4. Liberal DNA – What’s more, the church was born and has grown up in what is arguably the most successful experiment of liberal democracy in history, and even more importantly almost all of us, particularly as a largely convert church, have grown up in a climate where liberal values are ubiquitous (not even the most conservative among us reject them!). We DO have “democratic liberalism” firmly implanted in our intellectual, emotional, and practical DNA. If all Nate and I can do is vaguely gesture at the unique institutional nature of the church, without helping others understand what it or its values are, then all we end up doing is covering over the defects of the institution when we say that certain lines of criticism are inadequate or illegitimate. This is why no mere dismissal – even a sophisticated one – is adequate.

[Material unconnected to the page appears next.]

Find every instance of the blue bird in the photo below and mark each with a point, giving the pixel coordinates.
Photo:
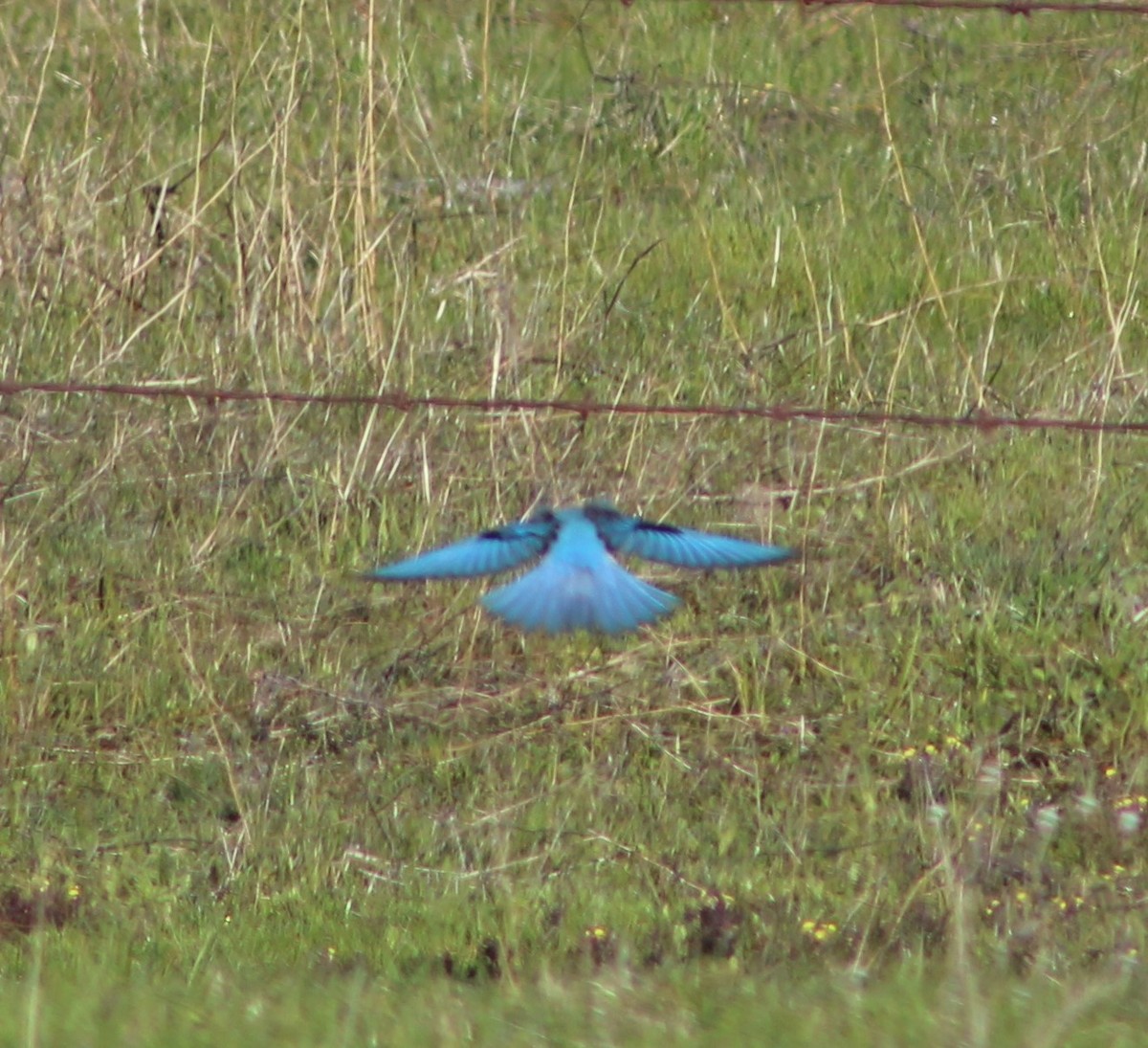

5. Appropriate idioms for expression – I too would like to filter my own complaints/attempts at improvement through a more native (and faithful) idiom. Given the sui generis nature of the church as an institution, however, I’m not sure how to do this. The reality is, we’ve never been explicit enough with ourselves or what we are institutionally, and as far as I know we’ve yet to have a competent sociologist or political scientist (or better yet, prophet) give an adequate analysis of what we are and hence what sort of vocabulary would be more adequate. Growing up in the church, we do gain a sort of native dialect, but again, I don’t think it’s one with a vocabulary adequate to meta-criticisms of our institutional make-up. Consequently, I echo Nate’s sentiments about wanting at the end of the day to just build the Kingdom of God. I don’t see how this blanket claim, however, helps move the dialogue forward on how properly to work toward reform.

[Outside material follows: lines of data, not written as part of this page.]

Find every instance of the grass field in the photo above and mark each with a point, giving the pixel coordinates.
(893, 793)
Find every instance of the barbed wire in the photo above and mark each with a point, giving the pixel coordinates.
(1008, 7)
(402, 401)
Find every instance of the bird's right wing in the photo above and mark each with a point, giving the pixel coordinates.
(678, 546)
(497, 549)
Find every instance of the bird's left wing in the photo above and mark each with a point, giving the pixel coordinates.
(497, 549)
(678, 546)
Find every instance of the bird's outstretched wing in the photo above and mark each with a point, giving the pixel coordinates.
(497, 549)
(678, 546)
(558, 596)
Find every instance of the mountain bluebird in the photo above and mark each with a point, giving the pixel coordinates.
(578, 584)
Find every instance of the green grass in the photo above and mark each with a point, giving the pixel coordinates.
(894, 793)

6. Sovereignty – this is perhaps, I think, the biggest gap in Nate’s discussion. Obviously we are self-sovereign, with a theology and narrative of eternity that strongly reinforces this notion. Nonetheless, Nate is certainly right that we are likewise bought with a price and owe proper humility an other Sovereign. Once again, however, merely stating this threatens to obscure both the picture that the gospel gives us and our own responsibilities therein. Having already waxed too long-winded, I’ll leave this point with the pregnant metaphor given by Joseph Smith: we are subject to God, but not in the sense that a peasant was subject to a king in medieval times. Rather, we’re subject in the sense of a princess or prince – as daughter or son – are subject to their mother and father the Queen and King. Subject in the sense of needing to adequately prepare and improve oneself for the day when one will be called up and anointed Queen or King. The atonement and its legitimate ransom is perhaps reduced to mere empty suffering without the subsequent exaltation of God’s children.
In the end, I genuinely appreciate Nate’s post and think he is getting at some very important ideas. Nonetheless, I think it’s too narrowly negative (i.e., dismissive), inadequately framed, and in need of a positive account of the church as an institution and what therefore an adequate response to its shortcomings would be. This said, one might fairly accuse my response of the exact same thing.